Je fis une grosse retort.
C'est un sentiment complexe de se faire descendre en flammes sans le savoir.
Mais bon.
Si elles sont aussi proches, ça ira probablement.
Elle protège farouchement ce qui lui tient à cœur, le reste, elle s'en fiche.
C'est une caractéristique commune aux esprits, et Ève lui ressemble beaucoup.
Je pensai que ça irait.
« Cependant, si ça traîne, c'est embêtant. Grâce à Elsa, on a stocké une grosse quantité de papier en tout genre, mais on est une grande famille, ça ne durera pas indéfiniment. »
« Dans ce cas, c'est bon, laisse-moi faire. »
« Aurum ? "Laisse-moi faire", ça veut dire quoi ? Tu vas sortir de l'or pour acheter du papier ? »
« C'est détourné et chiant, ça.
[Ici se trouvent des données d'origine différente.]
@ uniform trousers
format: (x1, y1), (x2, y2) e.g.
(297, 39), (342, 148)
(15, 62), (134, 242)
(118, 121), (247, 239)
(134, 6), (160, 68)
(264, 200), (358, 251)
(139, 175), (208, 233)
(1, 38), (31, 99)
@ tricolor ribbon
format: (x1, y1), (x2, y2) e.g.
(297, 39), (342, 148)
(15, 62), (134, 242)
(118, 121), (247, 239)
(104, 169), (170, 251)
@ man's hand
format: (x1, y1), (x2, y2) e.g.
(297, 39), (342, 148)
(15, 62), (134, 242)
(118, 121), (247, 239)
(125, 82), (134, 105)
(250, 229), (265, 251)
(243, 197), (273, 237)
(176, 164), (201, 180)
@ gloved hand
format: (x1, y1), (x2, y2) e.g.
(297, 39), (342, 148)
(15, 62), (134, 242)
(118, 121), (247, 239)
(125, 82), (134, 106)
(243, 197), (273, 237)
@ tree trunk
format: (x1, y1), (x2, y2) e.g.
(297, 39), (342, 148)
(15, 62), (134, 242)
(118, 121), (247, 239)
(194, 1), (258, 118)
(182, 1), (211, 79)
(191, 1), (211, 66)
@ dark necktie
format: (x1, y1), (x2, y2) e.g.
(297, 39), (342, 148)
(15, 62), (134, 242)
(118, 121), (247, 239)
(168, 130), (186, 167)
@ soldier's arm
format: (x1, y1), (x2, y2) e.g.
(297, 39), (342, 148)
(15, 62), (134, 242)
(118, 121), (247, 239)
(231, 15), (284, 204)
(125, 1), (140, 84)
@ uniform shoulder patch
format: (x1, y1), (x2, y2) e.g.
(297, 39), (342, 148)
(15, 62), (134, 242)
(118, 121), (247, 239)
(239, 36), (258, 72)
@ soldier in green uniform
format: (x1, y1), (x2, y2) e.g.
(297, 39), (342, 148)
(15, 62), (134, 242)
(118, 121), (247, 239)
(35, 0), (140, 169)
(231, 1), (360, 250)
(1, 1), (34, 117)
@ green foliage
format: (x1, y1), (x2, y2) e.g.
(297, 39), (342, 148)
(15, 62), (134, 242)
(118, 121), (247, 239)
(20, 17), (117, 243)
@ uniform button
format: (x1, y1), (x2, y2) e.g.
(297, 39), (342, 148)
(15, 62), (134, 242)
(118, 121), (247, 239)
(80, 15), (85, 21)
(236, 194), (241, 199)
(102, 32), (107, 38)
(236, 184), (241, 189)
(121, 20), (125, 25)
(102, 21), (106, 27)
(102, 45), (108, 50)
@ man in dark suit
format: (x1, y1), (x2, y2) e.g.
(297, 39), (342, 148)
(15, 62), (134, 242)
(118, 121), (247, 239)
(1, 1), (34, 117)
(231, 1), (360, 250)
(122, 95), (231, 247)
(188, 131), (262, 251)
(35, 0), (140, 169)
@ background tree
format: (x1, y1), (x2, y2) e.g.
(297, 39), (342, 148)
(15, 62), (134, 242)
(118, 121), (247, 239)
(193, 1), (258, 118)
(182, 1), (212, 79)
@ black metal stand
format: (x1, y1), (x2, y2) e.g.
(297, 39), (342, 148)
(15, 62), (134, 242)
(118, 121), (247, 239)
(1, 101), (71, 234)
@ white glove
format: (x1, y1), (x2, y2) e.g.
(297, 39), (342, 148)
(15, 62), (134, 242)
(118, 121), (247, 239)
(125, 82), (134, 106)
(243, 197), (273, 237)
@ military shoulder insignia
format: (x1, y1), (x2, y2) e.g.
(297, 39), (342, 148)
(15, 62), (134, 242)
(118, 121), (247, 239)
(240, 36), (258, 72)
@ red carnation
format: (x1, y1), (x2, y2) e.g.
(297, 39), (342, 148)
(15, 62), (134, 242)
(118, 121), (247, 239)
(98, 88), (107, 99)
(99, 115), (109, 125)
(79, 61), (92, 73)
Suffit de faire comme ça. »
Aurum tendit la main.
Alors, dans sa paume, apparut quelque chose de plat, d'un jaune doré limpide.
Ça ressemblait à une feuille A4...
« ...Qu'est-ce que c'est, ça ? »
« Je suis Aurum, non ? C'est de l'or, forcément. »
« De l'or. »
« De la feuille d'or, quoi. »
« Kinpaku. »
« S'il n'y a pas de papier, on s'essuie avec de la feuille d'or, non ? »
« C'est quoi, Marie-Antoinette ! Brûler des billets pour s'éclairer, c'est encore mieux ! »
S'essuyer les fesses avec de la feuille d'or, les fesses, les fesses.
C'est quel niveau de nouveau riche, ça.
« Alors, ton cul est devenu tout beau, hein ? »
Une réplique qui faisait douter de ma santé mentale se rejoua dans ma tête, c'est mauvais.
« Meramera a dit qu'elle sortirait du papier s'il en fallait. »
« Merci ! Mais ça, non, direct, c'est non ! »
Meramera... Phosphorus.
L'esprit de Phosphorus qui fait drop des billets.
C'est bien du papier, mais c'est quand même dangereux.
« ... (tirer tirer) »
« Hein ? Qu'est-ce qu'il y a, Vanadium ? »
Vanadium, qui tirait sur le bas de mon vêtement, invoqua le duvet, un monstre de son donjon.
Il éclata, et une petite quantité d'eau jaillit vers le haut comme une fontaine.
« Hein ? Euh, ça veut dire quoi ? »
« ... (tchac tchac) »
Vanadium pointa mes fesses.
Euh...
« C'est pas pour te faire un bidet, par hasard ? »
Sakura expliqua.
« Eh ? Ah, me laver les fesses ? »
« ... (hoche hoche) »
Vanadium hocha la tête plusieurs fois, et avec un air de "Humpf !", elle souffla bruyamment par le nez.
« Merci. »
Je ne fis pas de retort, je caressai la tête de Vanadium.
Vanadium s'accrocha à moi, toute contente.
J'aurais bien voulu faire une retort, genre "faire faire un bidet par un esprit !" ou quelque chose comme ça.
Mais Vanadium, pour l'instant, il vaut mieux la complimenter.
Je la gâte un peu, mais elle a encore besoin de ça.
« Ah, si on demande à Arsenic-san, je pense qu'elle nous donnerait plein de fleurs. L'odeur aussi, du coup. »
« Merci, Emily, mais ce n'est pas ça le problème. »
Des propositions ahurissantes se succédèrent, d'autant plus absurdes que les esprits eux-mêmes s'y mettaient.
Les esprits eux-mêmes participent, un grand concours de blagues.
Un grand concours de blagues entre esprits pour savoir comment s'essuyer les fesses le plus proprement.
La conversation avait dérivé à fond dès le début, et le salon de nuit s'enflamma pour ces bêtises.